Last week I spoke to Adam Landa, a Greenberg Traurig shareholder who co-chairs the law firm's e-retention and e-discovery practice group about the Vanish encryption technology that, in essence, allows electronic documents to "self destruct" after a period of time.
First, he spoke about how such technology could impact a company's data retention obligations and perhaps open the company to liabilities if it cannot retain certain documents. Then Landa spoke specifically to the implications Vanish might have on e-discovery requirements for companies that are involved in litigation.

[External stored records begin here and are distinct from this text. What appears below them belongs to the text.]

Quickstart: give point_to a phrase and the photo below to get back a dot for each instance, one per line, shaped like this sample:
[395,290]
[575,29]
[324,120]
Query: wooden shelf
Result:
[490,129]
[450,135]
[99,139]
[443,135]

"It almost seemed like the Vanish team got so excited at the idea that they could get around all the technical barriers, that they didn't understand all the legal implications," he told me.
For instance, those implementing Vanish might subject themselves to adverse inferences or presumptions that they destroyed evidence in the event of litigation. Landa explained:
There are cases out there where judges have found spoliation [destruction of evidence] before the duty to preserve even arises, and that you have anticipated litigation simply by your conduct. Given those cases, it seems to me judges could easily find that the use of Vanish technology, for that type of conduct, is spoliation, and intentional at that.... If a company intentionally destroys evidence, the judge can reverse the burden of proof, or conceivably even give default judgment to the opposing party. ("Now that I've reversed the burden of proof there's no way for you to win.")
Short of doing that, the judge can also give the jury an adverse presumption, where they are instructed that they must presume the evidence that was destroyed was detrimental to the destroying party's case.
Landa stressed that the courts have yet to rule on this specific issue, largely because the technology cannot be implemented yet. Nonetheless, the mere possibility raises serious legal questions.